ArticlesFoundations

AI agent teams, explained: lead, bench, specialist

When one agent isn't enough you reach for a team — but more agents on one problem makes things worse. The roles that work.

Stuart LeoJune 8, 20265 min read

The moment a project gets big, the instinct kicks in: if one AI agent is good, five must be five times better. Spin up a swarm, point them at the codebase, and watch it fly.

It doesn't fly. It collides. More agents on one problem is one of the most reliable ways to make agentic development worse. But agent teams are real and useful — when you get the roles and the rhythm right. Here's the shape that works.

Why people reach for more agents

The appeal is obvious. A single agent is a bottleneck — it does one thing at a time.
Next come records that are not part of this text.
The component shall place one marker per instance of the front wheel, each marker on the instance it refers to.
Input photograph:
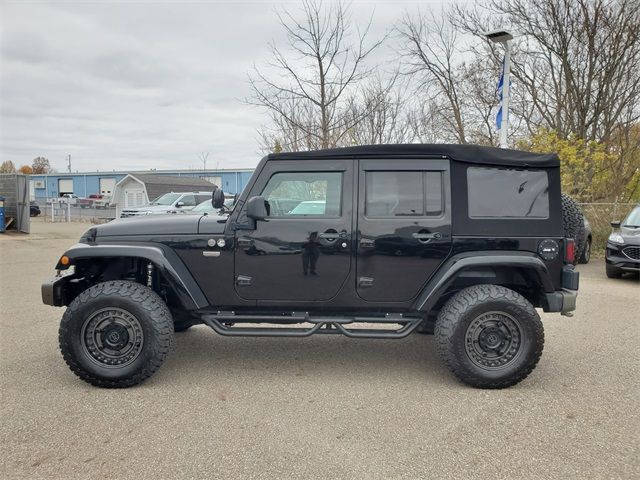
(586, 252)
(116, 334)
(489, 336)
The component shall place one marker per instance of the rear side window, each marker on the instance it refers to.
(403, 194)
(507, 193)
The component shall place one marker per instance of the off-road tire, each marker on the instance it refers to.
(612, 272)
(464, 310)
(573, 224)
(141, 303)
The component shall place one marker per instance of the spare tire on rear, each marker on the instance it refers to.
(573, 224)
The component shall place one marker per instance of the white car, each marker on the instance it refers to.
(172, 202)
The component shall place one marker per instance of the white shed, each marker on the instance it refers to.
(137, 190)
(130, 192)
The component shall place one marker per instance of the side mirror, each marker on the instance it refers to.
(217, 198)
(257, 208)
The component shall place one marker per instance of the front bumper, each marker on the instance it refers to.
(617, 258)
(564, 301)
(53, 291)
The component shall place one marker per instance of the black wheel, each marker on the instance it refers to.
(612, 272)
(426, 327)
(586, 252)
(489, 336)
(116, 334)
(573, 224)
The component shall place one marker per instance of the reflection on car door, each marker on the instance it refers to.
(302, 254)
(404, 226)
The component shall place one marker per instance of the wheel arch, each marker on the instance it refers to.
(165, 262)
(522, 272)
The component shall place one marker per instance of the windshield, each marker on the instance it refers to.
(203, 207)
(633, 219)
(166, 199)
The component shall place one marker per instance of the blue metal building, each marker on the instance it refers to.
(91, 183)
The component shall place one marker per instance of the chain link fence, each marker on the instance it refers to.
(60, 211)
(600, 216)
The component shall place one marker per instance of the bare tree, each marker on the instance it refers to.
(577, 61)
(430, 54)
(309, 88)
(7, 167)
(382, 106)
(456, 90)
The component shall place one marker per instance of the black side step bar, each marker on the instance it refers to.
(223, 323)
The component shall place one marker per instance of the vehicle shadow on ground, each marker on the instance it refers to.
(199, 348)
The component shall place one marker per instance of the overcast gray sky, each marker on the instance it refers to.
(145, 84)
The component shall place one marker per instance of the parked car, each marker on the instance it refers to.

Throw more agents at the work and surely it parallelises, the way adding people to a team adds throughput.

The analogy breaks because agents don't coordinate like people. They don't have a quiet word at the coffee machine. Point several at the same files and they overwrite each other, contradict each other, and leave you a tangle nobody can reconstruct. The instinct is right that one agent is limited. The fix isn't a swarm.

The multi-agent anti-pattern

Here's the trap, stated plainly: running multiple agents simultaneously on the same surface burns cost, produces contradictory output, and makes session briefs impossible to write. It's one of the clearest anti-patterns in agentic development, and the research on what makes multi-agent coding actually work keeps landing on the same point — coordination, not raw parallelism, is the hard part.

Stuart Leo

Five agents on one problem isn't five times the output. It's five times the conflict, and no clean way to record what happened.

Lead, bench, specialist

A team that works has clear, distinct roles:

  • The Lead Agent — one agent, one surface. It reads the contextbase, writes the code, manages git, extracts knowledge, and writes the session brief. One lead per codebase surface. This is the agent doing the building.
  • Bench Agents — independent review on high-stakes calls. They review, they never execute. Invoked for a PRD, a security question, an architecture decision — and budget-capped. Their entire value is independence: a fresh perspective the lead doesn't have.
  • Specialist Agents — scoped subagents for repeatable tasks. A tightly defined role with specific tools and a documented protocol: QA review, release-note authoring, code review against a standard.

Each role is a different job, not a clone of the same job. That's why it works where a swarm doesn't.

Sequential, not parallel

The key insight people miss: a good agent team is a sequential practice, not a parallel one. The rhythm is lead executes → bench reviews → lead acts on the review. One after another, each step clean and recordable.

That sequence is what keeps the work coherent and lets you write a session brief at the end — because there's a single, followable story of what happened. A parallel swarm has no such story, which is exactly why it can't be captured or trusted.

(Genuinely parallel work is possible — but only when the tasks are independent, each agent in its own isolated git worktree. That's different from a crowd on one problem.)

The shared contextbase that holds it together

What coordinates an agent team isn't agents talking to each other. It's a shared contextbase — the version-controlled briefs, decisions and gotchas every agent reads before acting. The lead writes to it. The bench reviews against it. The specialists read it for their scoped job. One source of truth, on disk, that every agent and every human shares.

That's the difference between a team and a mob: a team reads from the same page.

Multi-agent is a sequential practice — lead executes, bench reviews, lead acts — not a swarm on one problem.

Start here: see multi-agent vs single agent, parallel agents with git worktrees, or read the method.

FAQ

What are the roles in an AI agent team?
Three that earn their place: the lead agent (one per codebase surface — reads context, writes code, commits, captures knowledge), bench agents (independent reviewers for high-stakes calls — they review, never execute), and specialist agents (scoped subagents for repeatable tasks like QA or release notes). Lead executes, bench reviews, specialists handle defined jobs.
Is running multiple agents at once a good idea?
Not on the same problem. Multiple agents on one surface produce contradictory output, fight over the same files, and make session memory impossible to write. Multi-agent works as a sequential practice — lead executes, then a bench agent reviews, then the lead acts — not as a parallel swarm.
How do agent teams stay coordinated?
Through a shared contextbase, not constant chatter. Every agent reads the same version-controlled briefs, decisions and gotchas, so they work from one source of truth. Coordination lives in the written context, not in agents talking to each other.